2870 Minimum Number of Operations to Make Array Empty

Published:

Problem

Solution

Intuition

This problem requires us to find the minimum number of operations required to remove all integers from a list. We remove integers by removing either pairs or triplets of the same integer.

The options for our operations are:

  1. Remove a pair of matching items
  2. Remove a triplet of matching items

If we cannot perform these operations to remove all items, we return -1.
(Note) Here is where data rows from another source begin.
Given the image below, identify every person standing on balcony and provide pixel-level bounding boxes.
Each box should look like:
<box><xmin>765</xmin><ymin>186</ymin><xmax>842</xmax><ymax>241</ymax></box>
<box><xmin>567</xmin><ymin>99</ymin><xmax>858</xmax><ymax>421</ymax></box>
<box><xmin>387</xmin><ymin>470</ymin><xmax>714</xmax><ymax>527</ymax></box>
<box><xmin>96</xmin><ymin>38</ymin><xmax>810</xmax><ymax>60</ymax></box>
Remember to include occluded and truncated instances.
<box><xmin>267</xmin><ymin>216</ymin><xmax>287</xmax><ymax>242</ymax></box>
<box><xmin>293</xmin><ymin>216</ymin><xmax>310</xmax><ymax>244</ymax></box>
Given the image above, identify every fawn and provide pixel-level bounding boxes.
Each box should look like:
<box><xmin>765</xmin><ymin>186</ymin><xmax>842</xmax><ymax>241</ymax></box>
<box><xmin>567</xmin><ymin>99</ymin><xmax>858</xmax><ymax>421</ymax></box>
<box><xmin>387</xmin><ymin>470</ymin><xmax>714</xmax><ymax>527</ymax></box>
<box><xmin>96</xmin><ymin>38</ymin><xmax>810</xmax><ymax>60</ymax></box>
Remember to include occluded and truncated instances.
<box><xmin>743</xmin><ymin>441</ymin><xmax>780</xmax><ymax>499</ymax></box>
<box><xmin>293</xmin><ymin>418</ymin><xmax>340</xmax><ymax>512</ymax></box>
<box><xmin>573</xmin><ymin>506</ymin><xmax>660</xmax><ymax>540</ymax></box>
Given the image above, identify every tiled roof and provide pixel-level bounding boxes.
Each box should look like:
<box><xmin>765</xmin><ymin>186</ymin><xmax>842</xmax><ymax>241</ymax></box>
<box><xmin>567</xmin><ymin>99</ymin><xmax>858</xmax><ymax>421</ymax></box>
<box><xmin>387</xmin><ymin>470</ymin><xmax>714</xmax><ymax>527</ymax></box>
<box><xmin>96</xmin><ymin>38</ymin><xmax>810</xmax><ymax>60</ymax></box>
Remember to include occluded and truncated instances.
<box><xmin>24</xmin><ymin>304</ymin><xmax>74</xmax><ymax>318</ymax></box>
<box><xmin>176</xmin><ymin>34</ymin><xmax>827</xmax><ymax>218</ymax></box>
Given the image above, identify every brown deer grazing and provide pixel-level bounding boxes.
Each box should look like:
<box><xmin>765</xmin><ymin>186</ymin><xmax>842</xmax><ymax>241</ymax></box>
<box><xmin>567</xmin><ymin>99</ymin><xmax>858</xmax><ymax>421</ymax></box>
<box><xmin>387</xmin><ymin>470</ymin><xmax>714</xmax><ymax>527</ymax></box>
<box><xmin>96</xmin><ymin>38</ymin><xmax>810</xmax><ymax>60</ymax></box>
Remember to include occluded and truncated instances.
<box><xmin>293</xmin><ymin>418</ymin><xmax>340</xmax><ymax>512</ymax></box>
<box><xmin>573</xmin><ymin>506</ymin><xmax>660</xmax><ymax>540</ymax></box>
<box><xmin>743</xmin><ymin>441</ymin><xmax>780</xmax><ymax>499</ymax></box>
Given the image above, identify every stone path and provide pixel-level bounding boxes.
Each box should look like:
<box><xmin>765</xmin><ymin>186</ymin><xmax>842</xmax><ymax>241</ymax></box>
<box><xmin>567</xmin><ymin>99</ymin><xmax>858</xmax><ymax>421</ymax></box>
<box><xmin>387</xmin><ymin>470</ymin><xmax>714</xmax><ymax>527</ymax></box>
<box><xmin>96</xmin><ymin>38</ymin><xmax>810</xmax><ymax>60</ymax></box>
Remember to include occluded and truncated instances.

This problem is mostly a math problem than it is a coding challenge. Our greedy approach would be to divide by three as many times as possible and then remove the required number of pairs to remove an integer. If we sketch this out we would find the pattern and what our solution should be. If the total number of occurences of an integer, count, is divisible by three, our answer will be count/3. If it is two larger than a multiple of three, our answer is count/3 + 1 as we require one of the pair removal operations. If it is only one larger, we do one less of triplet operations and perform two of the pair operations. This results in count/3 - 1 + 2 operations which simplifies to count/3 + 1. We see that our answer is always count/3 or count/3 + 1. This allows us to easily find the result by using math.ceil(count/3) as we round up our answer for another operation if there is a remainder when dividing by 3. We find the operations required for each unique integer and return our total.

Approach

  1. Initialize our result, min_ops, as 0.
  2. Create a dictionary for storing the total counts of each integer, counts.
  3. Iterate through nums and increment the count of each num in nums in our dictionary, counts.
  4. Iterate through each of the keys in counts. If there is only 1 instance of an integer, we return -1 as there is no solution. Otherwise, we perform our calculation of math.ceil(counts[num]/3) and add this to our total, min_ops.
  5. Return our result.

Complexity

  • Time complexity: $O(n)$. We iterate through each number once and perform a constant time operation on each iteration which has a time complexity of $O(n)$. We then iterate through the unique numbers which also has a worst time complexity of $O(n)$. $O(n) + O(n) \rightarrow O(n)$
  • Space complexity: $O(n)$. We create a dictionary to house every unique integer and its count which has a worst space complexity of $O(n)$.

Code

class Solution:
    def minOperations(self, nums: List[int]) -> int:
        min_ops = 0

        counts = defaultdict(int)

        for num in nums:
            counts[num] += 1
        
        for num in counts:
            if counts[num] == 1:
                return -1
            min_ops += ceil(counts[num] / 3)
        
        return min_ops